- #1

- 274

- 1

## Homework Statement

I have the equation

$$

a^3+2b^3+4c^3-6abc=0

$$

and I want to show that for ##a,b,c\in\mathbb{Q}## and ##a,b,c\not=0## that there are no solutions.

## The Attempt at a Solution

I tried many different approaches but this was the only one that seemed to work. I am not sure if this is even allowed.

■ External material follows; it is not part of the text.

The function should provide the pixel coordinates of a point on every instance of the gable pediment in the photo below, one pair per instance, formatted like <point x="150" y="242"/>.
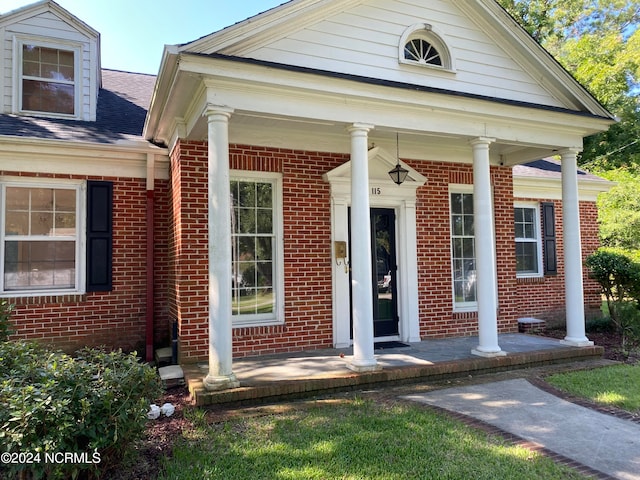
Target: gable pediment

Holding ##a,c## constant, I first differentiate the equation in terms of ##b##. Then I have

$$

6b^2=6ac\Leftrightarrow b=\sqrt{ac}.

$$

Now I differentiate the original equation in terms of ##a## holding ##b,c## constant so

$$

3a^2=6bc\Leftrightarrow a^2=2bc\Leftrightarrow a=\sqrt{2bc}\Leftrightarrow a=\sqrt{2c\sqrt{ac}}\Leftrightarrow a^4=4c^3a\Leftrightarrow a^3=4c^3.

$$

Plugging this back into the original equation gives me

$$

a^3+2b^3+4c^3=2b^3+8c^3=6abc.

$$

Differentiating again in terms of ##b## holding ##c## constant gives me

$$

b^2=ac\Leftrightarrow b^2=c\sqrt{2bc}\Leftrightarrow b^4=2bc^3\Leftrightarrow b^3=2c^3.

$$

Plugging this back in gives

$$

2b^3+8c^3=12c^3=6abc

$$

so

$$

12c^3=6abc\rightarrow 2c^2=ab\Leftrightarrow 2c^2=8c^6\Leftrightarrow c^4=\frac{1}{4}\Leftrightarrow c=\frac{1}{\sqrt[4]{4}}.

$$

Now ##\sqrt[4]{4}## is irrational so ##\frac{1}{\sqrt[4]{4}}## is irrational and hence if ##a,b,c\not=0## there are no solutions.

I might also have to give more justification to the ##\sqrt[4]{4}## part as well but is my main idea ok? Am I allowed to differentiate like that?